All lands were acquired, and construction was completed in 2008. The Corps has transferred all lands to the DOI and SFWMD. The features are currently being operated under an Interim Water Control Plan. Initial operation of the features showed an area of concern in the southwest corner of the Las Palmas community. A construction solution to ensure the proper level of mitigation was completed in FY19 and transferred to the SFWMD for O&M.

(2) Conveyance and Seepage Control Features

Available funds are fully allocated to other components of the Modified Water Deliveries Project. It is expected that no further modifications to levees and canals will be completed under the MWD project. The following conveyance and seepage control features as outlined in the 1992 GDM (approved 1993) were completed or constructed. With these features constructed, water will be delivered from WCA-3A to the L-29 canal, under Tamiami Trail (U.S. Highway 41) to Shark River Slough.

  • Spillway structures S-355A and B in the L-29 Levee
  • S-333 modifications
  • Tigertail Camp raised
  • Pump Station S-356 between L-31N Canal and L-29 Canal
  • Degradation of the L-67 Extension Canal and Levee (4 of 9 miles degraded)
  • S-331 Command and Control (complete – added telemetry & remote control of conveyance features)

The following conveyance and seepage control features as outlined in the 1992 General Design Memorandum will not be completed.

  • Structures S-345 A, B, and C through the L-67A and C Levees
  • Structures S-349 A, B, and C in the L-567A Borrow Canal
  • Degradation of the L-67 Extension Canal and Levee (remaining 5 miles)

(3) Tamiami Trail Modifications

The USACE issued a construction contract to Kiewit Southern on 25 September 2009. The notice to proceed was accepted on 11 November 2009 and a groundbreaking ceremony took place on 4 December 2009. Construction of the bridge and road reinforcement was completed in 2014.

(4) Project Implementation Support

This component is ongoing.
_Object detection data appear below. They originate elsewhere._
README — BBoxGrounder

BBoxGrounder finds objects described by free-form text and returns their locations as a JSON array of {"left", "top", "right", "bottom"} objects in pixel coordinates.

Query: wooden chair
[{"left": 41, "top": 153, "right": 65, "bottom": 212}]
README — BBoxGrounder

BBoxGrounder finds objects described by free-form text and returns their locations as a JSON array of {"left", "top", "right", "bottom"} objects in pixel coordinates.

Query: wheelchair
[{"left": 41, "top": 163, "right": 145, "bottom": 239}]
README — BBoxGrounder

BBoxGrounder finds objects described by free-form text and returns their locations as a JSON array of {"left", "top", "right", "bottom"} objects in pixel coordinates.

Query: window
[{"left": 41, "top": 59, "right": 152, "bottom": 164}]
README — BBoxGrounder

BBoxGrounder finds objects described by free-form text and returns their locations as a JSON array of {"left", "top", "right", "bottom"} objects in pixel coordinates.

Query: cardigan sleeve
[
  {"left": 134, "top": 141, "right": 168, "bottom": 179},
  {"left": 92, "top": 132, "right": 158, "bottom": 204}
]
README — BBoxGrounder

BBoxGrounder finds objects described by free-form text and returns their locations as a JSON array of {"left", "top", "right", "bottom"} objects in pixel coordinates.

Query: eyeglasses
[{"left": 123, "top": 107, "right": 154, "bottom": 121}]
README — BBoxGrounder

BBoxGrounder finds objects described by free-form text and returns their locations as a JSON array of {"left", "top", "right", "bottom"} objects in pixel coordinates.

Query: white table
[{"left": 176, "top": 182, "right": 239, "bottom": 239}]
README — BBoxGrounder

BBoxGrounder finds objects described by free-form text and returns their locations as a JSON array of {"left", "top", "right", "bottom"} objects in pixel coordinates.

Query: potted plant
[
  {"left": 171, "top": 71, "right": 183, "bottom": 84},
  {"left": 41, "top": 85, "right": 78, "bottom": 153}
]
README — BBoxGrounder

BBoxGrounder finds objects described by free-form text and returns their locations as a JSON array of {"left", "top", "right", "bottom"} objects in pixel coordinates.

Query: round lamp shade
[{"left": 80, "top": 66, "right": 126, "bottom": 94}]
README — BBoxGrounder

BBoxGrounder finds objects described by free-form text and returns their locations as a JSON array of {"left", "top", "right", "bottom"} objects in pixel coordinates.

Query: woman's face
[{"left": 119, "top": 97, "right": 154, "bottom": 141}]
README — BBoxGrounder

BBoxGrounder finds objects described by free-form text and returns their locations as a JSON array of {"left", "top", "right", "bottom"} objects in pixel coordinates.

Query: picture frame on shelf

It includes project and program management support by the DOI and USACE, hydrological stream gage monitoring and wildlife monitoring, the combined operational plan, and project closeout. The project initiated incremental efforts to begin delivering more water to the ENP in FY15. The combined operational plan was completed in FY20 and has been implemented. Fiscal close-out of the project is underway.